Non mi pare che in Oscure Presenze i fenomeni magici siano inesistenti. Il pozzo ha davvero emanato luce abbagliante, i tizzoni ardenti hanno davvero vorticato, una medium ha davvero levitato, qualcuno ha davvero visto dei fantasmi, e si sono levate urla e grida soprannaturali, ci sono stati fenomeni paranormali come la vecchia che ha parlato con la voce di un morto. L’unica cosa non paranormale è stata la strage ad opera dei cajun. E in ogni caso, tutto quanto si diceva nella presentazione era quello che i personaggi (Zagor e compagni) hanno davvero creduto e temuto.

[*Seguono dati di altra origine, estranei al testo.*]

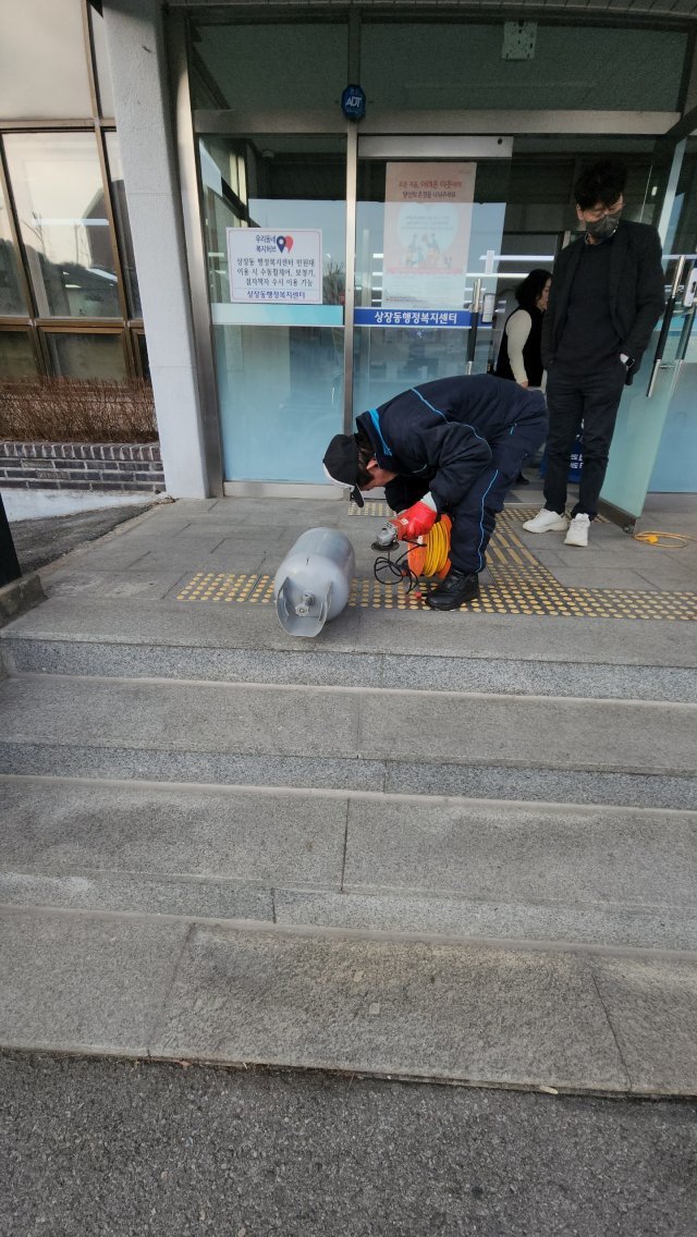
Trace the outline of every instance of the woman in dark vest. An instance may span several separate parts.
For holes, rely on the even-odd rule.
[[[547,308],[551,282],[550,271],[535,270],[515,289],[517,309],[506,318],[494,371],[496,377],[511,379],[520,386],[543,386],[540,344],[542,314]]]

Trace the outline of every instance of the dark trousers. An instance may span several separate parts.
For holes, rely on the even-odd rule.
[[[452,517],[451,563],[458,571],[484,570],[487,546],[496,524],[496,513],[515,481],[524,460],[545,440],[547,409],[540,396],[539,407],[515,426],[508,426],[496,438],[488,438],[491,459],[462,499],[447,508]],[[417,502],[428,482],[400,476],[385,486],[385,497],[395,511]]]
[[[617,421],[617,411],[626,370],[617,360],[599,370],[574,374],[555,364],[547,372],[547,475],[545,506],[560,515],[566,508],[568,468],[576,435],[583,422],[583,468],[578,502],[572,516],[579,512],[594,518],[603,489],[608,455]]]

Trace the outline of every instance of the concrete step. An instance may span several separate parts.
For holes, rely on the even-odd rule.
[[[21,675],[0,772],[693,809],[697,708]]]
[[[0,904],[697,949],[697,814],[5,778]]]
[[[514,657],[300,648],[196,648],[106,640],[7,637],[0,652],[17,674],[199,679],[220,683],[365,687],[391,690],[477,691],[593,700],[697,703],[697,669],[682,666],[610,666]]]
[[[690,623],[567,616],[347,610],[317,640],[292,640],[272,606],[177,602],[170,578],[103,573],[104,597],[80,588],[12,623],[0,658],[16,672],[392,690],[697,701]],[[137,573],[135,573],[137,576]],[[628,632],[631,630],[631,640]]]
[[[0,908],[0,1045],[697,1092],[697,956]]]

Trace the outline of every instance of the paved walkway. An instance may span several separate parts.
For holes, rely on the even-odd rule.
[[[157,507],[42,573],[0,638],[0,1044],[697,1092],[697,542],[568,549],[513,497],[447,615],[385,605],[384,515],[332,501]],[[301,641],[269,594],[312,524],[357,586]]]
[[[0,1233],[693,1237],[697,1107],[0,1055]]]

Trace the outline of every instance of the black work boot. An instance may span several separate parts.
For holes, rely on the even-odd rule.
[[[479,594],[479,576],[475,571],[458,571],[451,567],[446,579],[426,597],[431,610],[457,610],[463,601],[472,601]]]

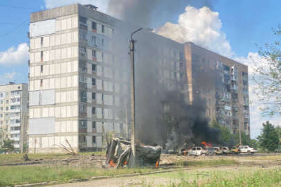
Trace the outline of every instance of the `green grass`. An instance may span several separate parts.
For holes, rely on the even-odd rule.
[[[143,186],[169,187],[235,187],[281,186],[281,169],[248,169],[236,171],[208,171],[188,172],[180,171],[158,174],[156,177],[169,177],[171,182],[163,185],[143,184]]]
[[[235,160],[221,159],[221,160],[208,160],[208,161],[178,161],[175,163],[180,166],[190,167],[206,167],[216,166],[221,165],[235,165],[238,162]]]
[[[17,184],[56,181],[66,183],[73,179],[116,176],[129,173],[144,173],[161,168],[97,169],[74,166],[2,166],[0,167],[0,187]]]

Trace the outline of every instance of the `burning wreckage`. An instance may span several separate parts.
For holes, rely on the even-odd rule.
[[[136,145],[137,166],[158,167],[161,151],[160,146]],[[112,139],[107,146],[107,165],[116,168],[130,167],[131,159],[131,142],[122,139]]]

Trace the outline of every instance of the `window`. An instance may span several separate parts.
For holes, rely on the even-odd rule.
[[[84,46],[80,46],[79,47],[79,53],[86,55],[86,47]]]
[[[92,86],[96,86],[96,79],[92,78]]]
[[[93,42],[93,44],[95,45],[96,45],[96,44],[97,44],[97,37],[96,37],[92,36],[92,42]]]
[[[80,92],[80,101],[83,102],[83,103],[87,102],[87,92],[86,91]]]
[[[96,136],[92,136],[92,143],[96,143]]]
[[[79,121],[79,128],[80,129],[87,129],[87,121],[84,121],[84,120]]]
[[[96,71],[96,65],[92,64],[92,71]]]
[[[93,61],[96,61],[96,55],[97,55],[97,52],[96,51],[96,50],[92,50],[92,60]]]
[[[96,129],[96,121],[92,122],[92,129]]]
[[[41,51],[41,62],[43,62],[43,51]]]
[[[92,114],[96,114],[96,107],[92,107]]]
[[[87,17],[79,16],[79,22],[87,24]]]
[[[93,33],[97,32],[97,24],[96,22],[92,22],[92,31]]]

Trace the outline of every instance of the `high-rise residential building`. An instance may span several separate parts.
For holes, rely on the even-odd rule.
[[[250,134],[248,66],[192,43],[185,55],[190,100],[205,99],[210,120]]]
[[[10,139],[19,151],[27,148],[28,102],[27,84],[0,85],[0,145]]]
[[[30,152],[62,152],[62,145],[75,151],[98,150],[106,146],[107,138],[112,135],[129,137],[128,46],[130,34],[138,28],[97,8],[73,4],[31,14]],[[155,89],[155,84],[163,84],[167,90],[182,91],[188,102],[197,96],[205,98],[206,116],[217,118],[233,132],[237,125],[242,127],[236,125],[238,121],[246,123],[246,66],[194,44],[179,44],[152,33],[140,32],[134,37],[138,44],[137,123],[157,123],[152,114],[157,112],[157,105],[150,101],[158,100],[162,88]],[[203,66],[205,64],[208,65]],[[229,67],[227,75],[223,64]],[[212,82],[212,88],[206,89],[212,84],[199,78],[197,71],[202,69],[212,71],[212,79],[208,79]],[[222,100],[226,98],[231,102]],[[146,109],[148,105],[154,109]],[[243,114],[241,110],[235,112],[237,107]],[[240,121],[238,116],[242,114]],[[225,118],[220,118],[221,115]],[[245,125],[245,132],[249,132],[248,123]]]

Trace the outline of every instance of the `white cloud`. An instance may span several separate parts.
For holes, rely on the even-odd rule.
[[[263,59],[257,53],[250,52],[247,57],[237,57],[235,60],[248,66],[249,75],[249,98],[250,104],[250,119],[251,137],[256,138],[260,134],[262,128],[262,123],[266,121],[270,121],[275,125],[280,125],[281,118],[279,116],[269,117],[262,115],[261,108],[264,108],[265,105],[259,100],[255,93],[260,89],[257,83],[253,81],[253,77],[257,78],[258,75],[255,73],[255,69],[258,66],[264,66],[266,69],[266,61]]]
[[[188,6],[177,24],[167,22],[156,28],[156,33],[180,43],[191,42],[230,57],[234,52],[221,29],[218,12],[206,6],[200,9]]]
[[[92,4],[98,7],[98,10],[106,12],[109,0],[44,0],[46,8],[63,6],[66,5],[80,3],[80,4]]]
[[[0,51],[0,64],[12,65],[27,63],[28,46],[26,43],[19,44],[17,48],[12,46],[5,51]]]
[[[18,76],[18,73],[13,72],[4,73],[3,75],[0,75],[0,84],[5,84],[8,82],[13,82]]]

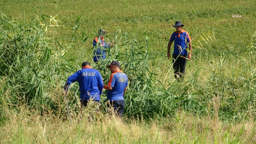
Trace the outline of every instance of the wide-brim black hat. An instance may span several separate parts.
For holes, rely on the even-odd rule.
[[[183,24],[181,23],[181,22],[179,20],[178,20],[177,21],[176,21],[175,22],[175,25],[173,25],[173,26],[175,27],[177,26],[182,26],[182,27],[184,26],[184,25]]]

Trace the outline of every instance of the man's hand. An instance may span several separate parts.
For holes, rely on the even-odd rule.
[[[167,58],[168,59],[170,59],[170,57],[171,57],[171,54],[170,53],[167,53]]]
[[[191,56],[191,53],[189,53],[188,54],[188,59],[191,59],[192,57]]]

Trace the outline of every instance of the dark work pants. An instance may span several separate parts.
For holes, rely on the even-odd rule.
[[[122,118],[124,108],[124,101],[123,100],[117,100],[108,102],[107,107],[108,109],[111,109],[114,108],[114,112],[116,116],[117,115]]]
[[[177,74],[179,77],[182,78],[185,74],[185,68],[188,60],[182,57],[187,58],[187,55],[181,55],[179,56],[178,55],[173,54],[173,67],[174,70],[174,77],[176,79],[179,79]]]

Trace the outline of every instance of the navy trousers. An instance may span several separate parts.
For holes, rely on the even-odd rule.
[[[185,58],[187,58],[187,55],[173,54],[173,67],[174,77],[176,79],[179,79],[179,77],[182,78],[185,74],[185,68],[188,60]]]
[[[109,109],[113,108],[116,116],[118,116],[122,118],[124,108],[124,101],[123,100],[113,100],[108,102],[107,107]]]

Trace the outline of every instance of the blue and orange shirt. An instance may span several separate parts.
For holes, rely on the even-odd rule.
[[[84,67],[68,78],[64,89],[67,91],[70,84],[77,81],[79,85],[80,101],[88,100],[90,97],[93,100],[100,100],[103,84],[99,71],[89,66]]]
[[[186,49],[187,49],[188,44],[191,41],[191,39],[188,33],[182,29],[180,33],[177,31],[174,32],[170,38],[170,42],[174,41],[174,49],[173,54],[180,55],[186,55],[188,51]]]
[[[106,49],[109,47],[109,44],[105,41],[104,38],[96,37],[93,40],[93,61],[98,61],[106,58]]]
[[[107,98],[110,101],[124,100],[124,91],[128,85],[128,78],[122,70],[112,74],[107,85],[112,87],[111,90],[107,91]]]

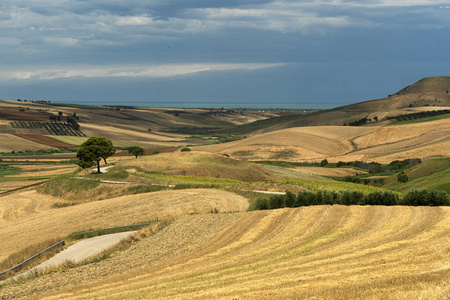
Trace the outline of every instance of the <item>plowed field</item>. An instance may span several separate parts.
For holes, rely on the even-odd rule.
[[[57,139],[45,136],[45,135],[38,135],[38,134],[15,134],[15,136],[21,137],[23,139],[47,145],[52,148],[59,148],[59,149],[69,149],[69,148],[76,148],[77,145],[68,144],[62,141],[59,141]]]
[[[450,295],[450,208],[314,206],[256,211],[218,233],[231,224],[231,216],[189,216],[109,260],[6,286],[0,295],[5,299]],[[214,226],[216,222],[220,225]]]
[[[246,198],[220,190],[175,190],[123,196],[33,213],[34,206],[49,208],[58,199],[30,194],[0,198],[0,261],[38,240],[63,238],[76,231],[107,228],[159,219],[174,219],[191,213],[245,211]],[[39,197],[36,197],[39,196]],[[35,202],[31,201],[36,197]],[[49,204],[49,202],[51,204]],[[40,204],[42,203],[42,205]],[[47,206],[48,205],[48,206]],[[16,217],[26,215],[25,217]],[[1,297],[0,297],[1,298]]]

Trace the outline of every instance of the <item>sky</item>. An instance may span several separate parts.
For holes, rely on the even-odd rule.
[[[336,107],[450,75],[450,1],[2,0],[0,99]]]

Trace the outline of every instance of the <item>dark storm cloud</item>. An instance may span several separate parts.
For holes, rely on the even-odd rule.
[[[363,72],[399,77],[404,68],[381,69],[390,64],[428,64],[408,74],[416,80],[430,75],[431,66],[448,62],[449,28],[448,1],[3,0],[0,97],[14,94],[13,81],[17,86],[75,78],[128,78],[142,95],[138,79],[181,76],[176,81],[181,87],[186,76],[196,76],[189,81],[195,93],[208,72],[208,81],[216,78],[218,86],[228,87],[238,85],[231,79],[236,74],[252,72],[252,82],[258,76],[274,82],[266,94],[287,99],[311,89],[311,84],[295,85],[288,77],[293,74],[334,86],[339,82],[334,78],[343,76],[335,65],[351,64],[353,73],[344,72],[351,81]],[[308,64],[320,67],[305,68]],[[296,72],[280,71],[286,68]],[[331,73],[325,76],[325,70]],[[292,85],[283,88],[283,82]],[[161,97],[182,90],[172,88],[161,90]],[[238,90],[244,97],[245,88]]]

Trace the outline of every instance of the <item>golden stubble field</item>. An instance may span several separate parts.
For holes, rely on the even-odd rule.
[[[248,201],[221,190],[175,190],[51,208],[60,199],[35,191],[0,197],[0,261],[22,249],[72,232],[176,219],[192,213],[245,211]]]
[[[194,150],[250,160],[377,161],[449,156],[450,119],[402,126],[297,127]]]
[[[214,220],[220,226],[205,226]],[[5,299],[445,299],[448,232],[448,207],[334,205],[193,215],[110,260],[6,286],[0,294]]]
[[[253,163],[207,152],[174,152],[128,159],[117,166],[140,167],[169,175],[229,178],[241,181],[272,179],[273,173]]]

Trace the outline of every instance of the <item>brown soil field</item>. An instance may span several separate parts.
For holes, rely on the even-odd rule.
[[[206,176],[241,181],[260,181],[273,178],[267,169],[223,155],[207,152],[175,152],[138,157],[117,166],[141,167],[146,171],[169,175]]]
[[[80,124],[81,130],[87,136],[103,136],[110,139],[114,146],[141,146],[148,148],[151,146],[157,147],[176,147],[185,145],[183,141],[184,136],[181,135],[159,135],[152,132],[139,132],[133,130],[126,130],[112,126],[101,126],[93,124]]]
[[[76,148],[77,145],[72,145],[72,144],[68,144],[62,141],[59,141],[57,139],[51,138],[49,136],[45,136],[45,135],[38,135],[38,134],[15,134],[15,136],[18,136],[20,138],[35,142],[35,143],[39,143],[39,144],[43,144],[43,145],[47,145],[50,146],[52,148],[58,148],[58,149],[69,149],[69,148]]]
[[[364,171],[355,170],[351,168],[296,167],[290,169],[310,175],[334,176],[334,177],[345,177],[366,173]]]
[[[107,228],[159,219],[174,219],[192,213],[207,213],[216,208],[221,212],[245,211],[248,201],[242,196],[221,190],[176,190],[117,197],[58,209],[31,213],[26,218],[12,218],[15,212],[30,205],[29,194],[12,194],[0,198],[0,209],[7,210],[0,219],[2,251],[0,261],[8,255],[39,241],[63,238],[76,231]],[[34,194],[36,195],[36,194]],[[37,194],[38,195],[38,194]],[[41,201],[60,199],[40,196]],[[48,197],[48,200],[45,200]],[[38,202],[39,203],[39,202]],[[34,205],[34,204],[33,204]],[[6,207],[6,208],[5,208]]]
[[[36,151],[39,149],[50,148],[50,146],[29,141],[12,134],[0,133],[0,152],[18,152],[25,150]]]
[[[354,150],[351,140],[375,130],[373,127],[297,127],[193,150],[227,153],[250,160],[314,160],[350,153]]]
[[[0,295],[4,299],[450,295],[448,207],[311,206],[248,212],[237,215],[234,223],[231,216],[180,219],[110,259],[8,285]]]
[[[3,181],[0,182],[0,193],[16,190],[29,185],[44,182],[45,180],[19,180],[19,181]]]
[[[20,105],[18,105],[20,106]],[[40,121],[48,122],[50,114],[33,111],[19,111],[14,109],[0,109],[0,118],[11,121]]]
[[[18,166],[19,168],[22,166]],[[48,169],[48,170],[38,170],[40,166],[35,166],[35,169],[32,169],[30,171],[22,171],[20,174],[18,175],[6,175],[5,177],[18,177],[18,176],[22,176],[22,177],[33,177],[33,176],[51,176],[51,175],[61,175],[61,174],[66,174],[66,173],[70,173],[73,172],[75,170],[77,170],[79,167],[78,166],[64,166],[61,168],[58,167],[53,167],[53,169]]]
[[[450,156],[450,119],[402,126],[289,128],[193,150],[249,160],[330,162]]]

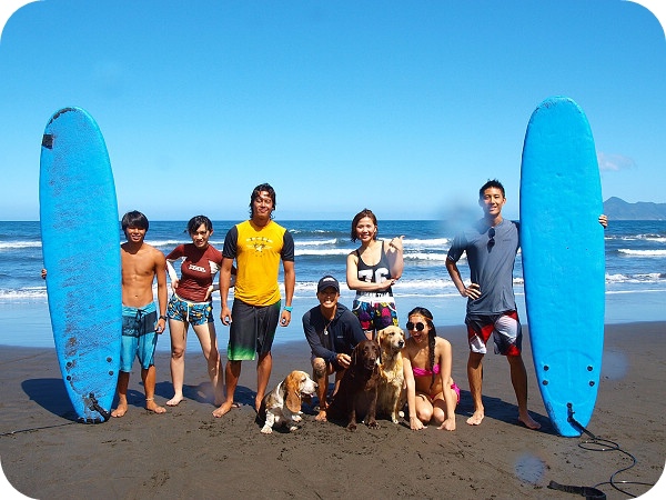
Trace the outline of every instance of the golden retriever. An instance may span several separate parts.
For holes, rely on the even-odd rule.
[[[398,327],[386,327],[377,332],[377,340],[381,350],[377,414],[390,417],[393,423],[397,423],[405,403],[401,353],[405,347],[405,332]]]

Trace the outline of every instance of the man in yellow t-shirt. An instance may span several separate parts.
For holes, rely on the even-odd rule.
[[[296,283],[294,240],[286,229],[273,221],[273,210],[275,190],[266,183],[258,186],[250,197],[250,220],[231,228],[224,238],[220,270],[220,319],[223,324],[231,324],[231,328],[226,351],[229,360],[224,370],[226,400],[213,411],[215,417],[222,417],[233,408],[241,363],[254,360],[256,354],[254,406],[259,411],[273,368],[271,348],[278,323],[286,327],[291,321],[291,303]],[[230,310],[228,296],[234,260],[238,271]],[[281,260],[286,296],[284,309],[278,283]]]

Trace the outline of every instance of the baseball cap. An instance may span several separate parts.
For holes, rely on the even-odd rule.
[[[331,287],[334,288],[337,293],[340,293],[340,283],[335,278],[327,274],[320,280],[319,284],[316,286],[316,292],[319,293]]]

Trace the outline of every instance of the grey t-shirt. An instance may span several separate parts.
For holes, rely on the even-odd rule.
[[[467,253],[470,278],[481,287],[481,297],[467,300],[468,314],[497,314],[516,309],[513,269],[521,244],[518,222],[503,219],[495,228],[494,243],[485,221],[464,230],[453,240],[447,259],[457,262]]]

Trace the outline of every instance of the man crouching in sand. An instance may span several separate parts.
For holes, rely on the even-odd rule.
[[[120,373],[118,376],[118,408],[112,417],[122,417],[128,411],[128,386],[134,357],[141,363],[141,380],[145,390],[145,409],[155,413],[167,410],[154,401],[155,366],[154,353],[158,334],[167,324],[167,260],[164,254],[145,243],[148,219],[138,211],[122,218],[122,230],[127,242],[120,246],[122,268],[122,341]],[[152,283],[158,279],[158,304],[153,301]]]

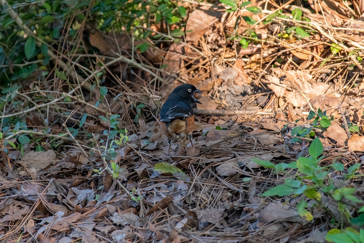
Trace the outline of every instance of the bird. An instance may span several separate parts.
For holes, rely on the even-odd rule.
[[[174,139],[187,137],[191,142],[191,133],[195,126],[193,108],[196,103],[202,104],[199,99],[202,91],[193,85],[185,83],[176,87],[163,104],[159,113],[161,130],[167,137],[168,155],[170,154],[171,141]]]

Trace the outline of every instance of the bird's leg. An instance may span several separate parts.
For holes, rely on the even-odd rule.
[[[192,146],[192,148],[195,149],[195,146],[193,146],[193,143],[192,142],[192,135],[190,134],[188,135],[187,137],[188,138],[188,140],[190,140],[190,142],[191,142],[191,145]]]
[[[171,140],[169,138],[167,139],[167,143],[168,144],[168,154],[169,157],[171,156]]]

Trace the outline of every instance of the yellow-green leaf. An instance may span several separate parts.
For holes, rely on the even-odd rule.
[[[167,176],[171,175],[178,180],[190,181],[190,178],[187,177],[186,173],[176,166],[166,163],[158,163],[155,165],[150,178],[154,178],[160,175]]]

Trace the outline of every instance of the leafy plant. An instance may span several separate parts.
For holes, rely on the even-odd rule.
[[[313,110],[310,111],[307,117],[307,119],[312,120],[314,118],[315,119],[312,124],[310,124],[309,127],[305,128],[298,126],[292,129],[291,134],[292,136],[298,137],[292,138],[291,139],[292,142],[296,142],[300,141],[302,139],[301,138],[314,137],[316,133],[314,131],[314,129],[324,130],[331,125],[331,121],[333,119],[333,117],[326,115],[326,110],[323,111],[320,109],[317,110],[317,114]],[[297,121],[296,121],[296,122]]]
[[[175,0],[86,0],[74,3],[67,0],[27,3],[9,0],[8,2],[10,6],[15,7],[19,20],[32,34],[27,32],[25,34],[28,35],[24,34],[24,30],[14,21],[7,8],[3,8],[0,17],[0,42],[4,43],[0,46],[0,66],[4,67],[0,70],[0,85],[3,86],[25,79],[37,70],[46,76],[49,70],[53,68],[47,66],[51,60],[49,53],[60,51],[53,48],[59,45],[63,29],[67,28],[67,37],[73,38],[79,34],[80,23],[87,22],[106,32],[132,32],[137,40],[165,38],[161,34],[151,35],[152,31],[143,27],[151,22],[166,24],[167,28],[160,31],[165,32],[167,36],[174,38],[184,34],[181,28],[185,24],[182,20],[186,16],[186,9]],[[86,12],[87,15],[80,13]],[[70,19],[73,22],[69,23],[64,20]],[[71,27],[68,28],[66,25]],[[172,25],[173,27],[171,28]],[[136,47],[143,52],[150,43],[146,42]],[[75,46],[70,50],[72,52],[85,53],[83,48],[77,48]],[[59,78],[67,79],[61,70],[55,70],[55,72]]]
[[[322,144],[317,137],[310,145],[309,148],[310,156],[308,157],[300,157],[295,161],[289,163],[280,163],[277,165],[270,161],[255,160],[254,161],[258,164],[265,168],[273,169],[277,172],[283,173],[285,175],[284,184],[271,188],[263,193],[262,196],[283,197],[292,195],[295,197],[302,197],[296,205],[297,211],[300,216],[307,220],[310,221],[313,219],[311,211],[316,207],[319,206],[322,208],[327,208],[321,200],[322,195],[325,195],[336,202],[338,210],[348,220],[351,219],[351,222],[352,223],[355,221],[352,221],[352,217],[349,213],[349,209],[358,203],[363,203],[363,201],[354,195],[356,188],[345,186],[344,185],[347,184],[345,181],[340,185],[334,183],[329,175],[329,173],[335,171],[340,171],[344,173],[344,178],[346,180],[351,179],[357,176],[356,172],[360,165],[356,164],[346,170],[342,164],[335,162],[327,165],[320,165],[320,161],[324,157],[321,156],[323,152]],[[292,171],[292,169],[294,170],[296,172],[292,175],[288,171],[286,171],[287,169],[289,169],[290,171]],[[314,202],[309,204],[307,200]],[[364,210],[362,208],[358,212],[363,211]],[[340,219],[333,219],[336,222],[341,221]],[[364,222],[363,219],[362,218],[361,223]],[[338,241],[337,239],[343,237],[340,234],[347,234],[349,236],[348,239],[353,239],[349,235],[351,231],[348,231],[347,229],[344,231],[340,232],[340,234],[336,234],[338,232],[337,231],[331,231],[328,234],[328,239],[335,242],[351,242]],[[362,233],[358,233],[356,235],[360,236],[361,234]],[[331,234],[336,235],[334,237]],[[355,237],[356,239],[356,236]],[[336,239],[334,240],[335,239]],[[353,242],[360,242],[354,239],[352,240]]]
[[[101,140],[100,142],[104,142],[106,144],[106,146],[101,146],[104,149],[102,156],[105,157],[107,160],[109,160],[116,157],[117,153],[115,149],[118,149],[119,145],[128,141],[130,138],[126,136],[127,130],[126,129],[119,128],[118,126],[120,121],[116,119],[120,117],[120,115],[113,115],[108,118],[102,115],[99,117],[109,125],[108,130],[104,130],[103,132],[103,134],[106,136],[107,139]],[[114,139],[118,134],[120,135],[120,138]]]

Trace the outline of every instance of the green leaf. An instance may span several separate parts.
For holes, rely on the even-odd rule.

I cajun sono stati trattati in maniera affrettata ed improbabile? Improbabile non so, nel forum ho citato un famosissimo film, peraltro immagino ben documentato dato che non è mai stato attaccato per improbabilità, in cui i cajun sono dipinti esattamente come in Oscure Presenze e uccidono chi si avventura nella loro palude. L’immagine dei cajun che se ne ha di solito è appunto questa, gente strana che non vedono di buon occhio gli stranieri, al punto che si sospetta di loro per le sparizioni che avvengono nel bayou. Dopodiché, non capisco perché debbano essere improbabili i cajun di Oscure Presenze e probabili gli indiani fotofobici che vivono sottoterra in Terre Bruciate o i cavernicoli della storia I padroni del fuoco. Se anche i cajun non fossero davvero così, sono così i cajun della storia mia e di Torricelli. Tutto qui: è un racconto di fantasia, non è un saggio storico antropologico. La maniera in cui i cajun sono stati introdotti è affrettata? Beh... può darsi, ma la percezione del lettore dovrebbe corrispondere a quella di Zagor che, in fondo, ha un contatto con loro solo nell’arco di ventiquattro ore.


1 commento:

  1. Storia dall' atmosfera intrigante che effettivamente perde un pochino nella seconda parte, ma trovo anch' io che sia godibile e coinvolgente senza concedere respiro al lettore.